Tyler Luckhurst, a senior political science major from Huron, S.D., visited Mankato State University on March 26 to analyze the paid lot system for SDSU’s Union. The purpose of the paid lot system for MSU’s student union is to help subsidize a bussing system.

According to the MSU 2009-10 parking map, a student receives an unlimited bus ticket for the year with the purchase of a parking decal.

“Buses run at 10- to 13-minute intervals and stop at every lot on campus,” said Luckhurst. “There are even some stops off campus at grocery stores and malls that students can ride to.”The buses on campus are packed full during classes too, said Luckhurst.

“As for SDSU, a paid lot would be good if the university used the money to give back to students and subsidized a bussing system,” said Luckhurst. “Campus is bound to grow more than 10 minutes from corner to corner and a bussing system will be inevitable.”

In an online Collegian survey of students’ opinion on a bussing system, it was a near even split, but more students were in favor of implementing a mass transportation system. Of the 332 students surveyed, 182 would like to see a bussing system while 150 are opposed.
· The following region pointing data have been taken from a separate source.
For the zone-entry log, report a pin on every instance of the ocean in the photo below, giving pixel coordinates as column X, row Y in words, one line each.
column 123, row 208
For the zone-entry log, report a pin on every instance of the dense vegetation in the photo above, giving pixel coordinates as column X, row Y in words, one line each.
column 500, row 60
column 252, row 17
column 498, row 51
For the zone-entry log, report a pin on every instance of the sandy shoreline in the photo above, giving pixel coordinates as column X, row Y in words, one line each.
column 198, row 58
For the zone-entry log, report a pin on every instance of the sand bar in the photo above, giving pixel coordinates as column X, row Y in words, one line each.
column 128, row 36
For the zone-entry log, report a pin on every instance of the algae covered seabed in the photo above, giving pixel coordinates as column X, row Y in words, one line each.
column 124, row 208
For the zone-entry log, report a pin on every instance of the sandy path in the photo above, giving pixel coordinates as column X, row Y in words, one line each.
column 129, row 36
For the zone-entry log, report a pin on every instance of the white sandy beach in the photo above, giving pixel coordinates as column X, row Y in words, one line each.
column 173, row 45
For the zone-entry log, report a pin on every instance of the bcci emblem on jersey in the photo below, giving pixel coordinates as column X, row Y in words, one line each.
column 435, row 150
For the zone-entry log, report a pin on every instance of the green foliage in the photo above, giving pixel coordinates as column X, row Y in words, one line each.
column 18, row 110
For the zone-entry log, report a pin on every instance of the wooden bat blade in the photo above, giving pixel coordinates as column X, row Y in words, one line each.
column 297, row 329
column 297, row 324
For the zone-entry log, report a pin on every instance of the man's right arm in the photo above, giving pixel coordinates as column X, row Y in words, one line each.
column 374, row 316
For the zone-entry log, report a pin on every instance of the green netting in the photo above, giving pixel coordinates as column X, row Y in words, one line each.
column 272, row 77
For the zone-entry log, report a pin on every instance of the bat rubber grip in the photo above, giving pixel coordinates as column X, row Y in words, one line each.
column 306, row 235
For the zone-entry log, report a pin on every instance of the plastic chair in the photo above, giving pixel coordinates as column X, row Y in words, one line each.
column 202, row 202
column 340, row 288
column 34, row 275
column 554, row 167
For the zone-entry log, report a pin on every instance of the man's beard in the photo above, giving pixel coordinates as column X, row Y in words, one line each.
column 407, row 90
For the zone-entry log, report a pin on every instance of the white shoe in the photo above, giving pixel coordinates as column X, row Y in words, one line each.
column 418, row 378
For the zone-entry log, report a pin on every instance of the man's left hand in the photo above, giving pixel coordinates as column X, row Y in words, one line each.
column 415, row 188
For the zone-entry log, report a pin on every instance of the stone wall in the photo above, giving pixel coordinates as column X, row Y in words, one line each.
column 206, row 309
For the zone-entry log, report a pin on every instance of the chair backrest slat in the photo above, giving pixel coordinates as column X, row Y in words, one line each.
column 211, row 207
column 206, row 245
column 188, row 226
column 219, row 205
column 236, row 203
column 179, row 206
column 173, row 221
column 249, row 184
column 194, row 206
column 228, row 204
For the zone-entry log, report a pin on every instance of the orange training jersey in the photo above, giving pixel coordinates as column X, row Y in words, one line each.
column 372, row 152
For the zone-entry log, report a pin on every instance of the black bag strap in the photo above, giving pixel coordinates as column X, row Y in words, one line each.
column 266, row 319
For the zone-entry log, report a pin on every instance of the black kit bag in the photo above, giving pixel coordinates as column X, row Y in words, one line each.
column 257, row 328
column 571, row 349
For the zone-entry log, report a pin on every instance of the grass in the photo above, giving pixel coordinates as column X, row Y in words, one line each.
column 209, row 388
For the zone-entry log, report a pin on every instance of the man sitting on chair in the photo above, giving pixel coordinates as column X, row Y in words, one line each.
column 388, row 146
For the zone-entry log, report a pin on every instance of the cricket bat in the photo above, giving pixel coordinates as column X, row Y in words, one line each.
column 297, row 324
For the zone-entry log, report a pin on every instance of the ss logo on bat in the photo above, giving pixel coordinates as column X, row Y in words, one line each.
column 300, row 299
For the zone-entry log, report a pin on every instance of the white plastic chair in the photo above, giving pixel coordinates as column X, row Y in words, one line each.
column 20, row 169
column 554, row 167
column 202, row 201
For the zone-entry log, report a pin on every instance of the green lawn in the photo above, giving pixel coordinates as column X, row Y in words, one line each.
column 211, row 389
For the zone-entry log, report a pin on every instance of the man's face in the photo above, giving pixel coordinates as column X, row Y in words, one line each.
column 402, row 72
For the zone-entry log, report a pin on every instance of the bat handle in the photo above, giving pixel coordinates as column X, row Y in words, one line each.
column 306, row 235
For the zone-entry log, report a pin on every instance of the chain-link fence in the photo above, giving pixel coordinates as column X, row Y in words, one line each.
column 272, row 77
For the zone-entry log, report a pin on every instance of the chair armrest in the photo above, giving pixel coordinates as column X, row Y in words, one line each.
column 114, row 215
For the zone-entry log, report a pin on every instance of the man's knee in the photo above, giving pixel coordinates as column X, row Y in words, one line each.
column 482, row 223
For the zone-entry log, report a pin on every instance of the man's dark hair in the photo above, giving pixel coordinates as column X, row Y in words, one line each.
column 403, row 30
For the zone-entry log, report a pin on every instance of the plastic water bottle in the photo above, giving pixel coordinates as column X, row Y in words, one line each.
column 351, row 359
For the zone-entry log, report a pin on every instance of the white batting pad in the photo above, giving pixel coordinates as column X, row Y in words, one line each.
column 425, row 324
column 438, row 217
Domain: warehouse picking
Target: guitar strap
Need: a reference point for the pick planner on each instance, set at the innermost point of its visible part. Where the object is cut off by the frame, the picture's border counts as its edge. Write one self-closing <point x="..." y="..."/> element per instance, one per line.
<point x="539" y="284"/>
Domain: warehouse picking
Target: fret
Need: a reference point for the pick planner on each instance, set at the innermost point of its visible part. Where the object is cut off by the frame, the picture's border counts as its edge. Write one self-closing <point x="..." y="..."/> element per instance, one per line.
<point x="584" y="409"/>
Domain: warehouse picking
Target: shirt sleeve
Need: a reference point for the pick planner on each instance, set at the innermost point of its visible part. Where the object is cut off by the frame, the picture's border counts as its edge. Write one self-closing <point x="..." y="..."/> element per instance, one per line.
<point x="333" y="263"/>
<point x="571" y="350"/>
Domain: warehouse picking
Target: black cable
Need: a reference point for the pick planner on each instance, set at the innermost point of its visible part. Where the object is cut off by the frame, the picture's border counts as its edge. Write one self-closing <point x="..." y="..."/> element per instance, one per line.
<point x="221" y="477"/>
Some students said that the campus is not huge, and therefore, SDSU needs parking more than bussing. Others said that the bussing system would lessen traffic congestion at the heart of campus, and winter walks would not be as daunting.

Of students surveyed, 59.4 percent would like to see the buses only run during the winter months. Fifty percent of students polled said walking distances on campus were reasonable now, while 25 percent said they were getting a little long. About 15 percent of students said they were just right.

“Having a bussing system on campus would need too many buses,” said Brady Jackson, a junior civil engineering major from Tracy, Minn. “Rotunda holds so many students that when they get out of class all of them wouldn’t be able to ride a bus.” Other students said that a bussing system would reduce the anxiety of fighting to find a parking space.

“It reduces the stress of trying to find a place to park,” said Paul Prunty, a freshman animal science major from Pipestone, Minn. “It would be convenient to get across campus.”

Kattelmann said there are abundant places to park on campus and that walking is the main concern. He said that it is a 10-minute walk from The Union to anywhere on campus.”We don’t have a parking problem. We have a walking problem,” said Kattelmann. “There are open spaces, but people don’t want to walk.”

While the bussing system is still in flux, administrators are certain that SDSU will someday be a walking campus. “The goal is to make SDSU a more aesthetically pleasing walking campus,” said Kattelmann.